Ollie should have guessed the apartment had been turned over by now.
‘Okay, try this. The bodies are in a basement in an outbuilding at the Café. I found them two days ago. The one with the red tee-shirt is Stephan. The yellow dress is mine.’
Small paused, wanting to call that in now, knew she couldn’t so returned to the offensive. She wanted control of this encounter.
‘Don’t bother offering me your killing tools, we have both knives as well.’
Now it was Ollie’s turn to pause. She had to maintain her new belief. ‘I’ve never killed. They’re not mine.’
She saw the knife in the
hand of the faceless girl who’d killed Billy. Then a flash. Another knife in the hands of Mark Anderson. The one she’d taken off him. The one that would now have her fingerprints on it. What is it I’m seeing, she thought. And what is it I’m missing? Look for more patterns like this.
Ollie changed tack. ‘Do me a favour. Check that yellow dress for DNA.’

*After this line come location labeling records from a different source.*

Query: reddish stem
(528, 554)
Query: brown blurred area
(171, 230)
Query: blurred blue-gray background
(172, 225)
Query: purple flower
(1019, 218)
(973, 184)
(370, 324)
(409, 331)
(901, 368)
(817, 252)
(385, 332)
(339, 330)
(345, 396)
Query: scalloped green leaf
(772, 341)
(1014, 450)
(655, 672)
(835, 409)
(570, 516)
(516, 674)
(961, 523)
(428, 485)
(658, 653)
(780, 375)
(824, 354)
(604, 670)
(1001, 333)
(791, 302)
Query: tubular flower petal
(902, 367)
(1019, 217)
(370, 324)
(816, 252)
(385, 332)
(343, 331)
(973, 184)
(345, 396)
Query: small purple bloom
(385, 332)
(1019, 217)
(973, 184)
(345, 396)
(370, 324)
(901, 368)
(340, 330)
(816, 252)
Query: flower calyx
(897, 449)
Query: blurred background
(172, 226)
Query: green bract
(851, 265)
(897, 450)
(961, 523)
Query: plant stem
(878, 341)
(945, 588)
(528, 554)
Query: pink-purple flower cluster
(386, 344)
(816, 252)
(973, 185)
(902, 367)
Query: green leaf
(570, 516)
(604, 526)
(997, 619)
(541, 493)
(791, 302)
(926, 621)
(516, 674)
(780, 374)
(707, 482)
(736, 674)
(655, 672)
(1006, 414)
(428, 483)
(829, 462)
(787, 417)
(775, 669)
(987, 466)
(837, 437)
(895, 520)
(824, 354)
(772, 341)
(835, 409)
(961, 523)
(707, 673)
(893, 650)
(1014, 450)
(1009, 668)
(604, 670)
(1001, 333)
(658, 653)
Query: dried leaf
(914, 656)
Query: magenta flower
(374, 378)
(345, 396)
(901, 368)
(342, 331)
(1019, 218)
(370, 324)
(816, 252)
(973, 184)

Small frowned. ‘Why? What will I find?’
‘Just check it.’
Small attacked again, but uncertainty was starting to creep in. If they were not her knives…
‘Why did you have to kill Amal?’
That got a reaction. But not what Small was expecting. She saw genuine shock, a wave of sadness, then acceptance. Shit, she thought, she really didn’t know. And if she didn’t know, then perhaps they weren’t her knives.
Ollie heard the sound of defeat creeping back into her voice. ‘Don’t tell me. Early hours of yesterday morning.’
‘You were seen there.’
‘He was alive when I left. There were no knives there.’
‘Well the one that killed him had your prints all over it and was still in his gut.’ Small paused, then went for broke. ‘Forensics found blood traces from Marston, Anderson and WPC Jane Morgan.’
The enormity of it slashed into her and Ollie collapsed down onto the side of the bed. She said quietly. ‘You said knives.’
‘We found your second one in it’s hiding place behind the skirting. Your prints as a child.’
Ollie looked across at the woman who was winning this battle. Trading murders in a sick game of abusive ping-pong.
Ollie sighed, ‘Let me guess. Blood traces for Billy, Emmanuel and Stephan.’
Small smirked. ‘You knew that already.’
A tsunami of tiredness crashed over Ollie. The monkey of madness swung from his tree, yellow eyes goading her. What the hell was happening? Who was planning all this and doing it to her? It was so complicated. Was this all Jo and the extremist group? It had to be, but Jo had denied killing Anderson and Marston. And the others went way back. Why try and frame her for something so old?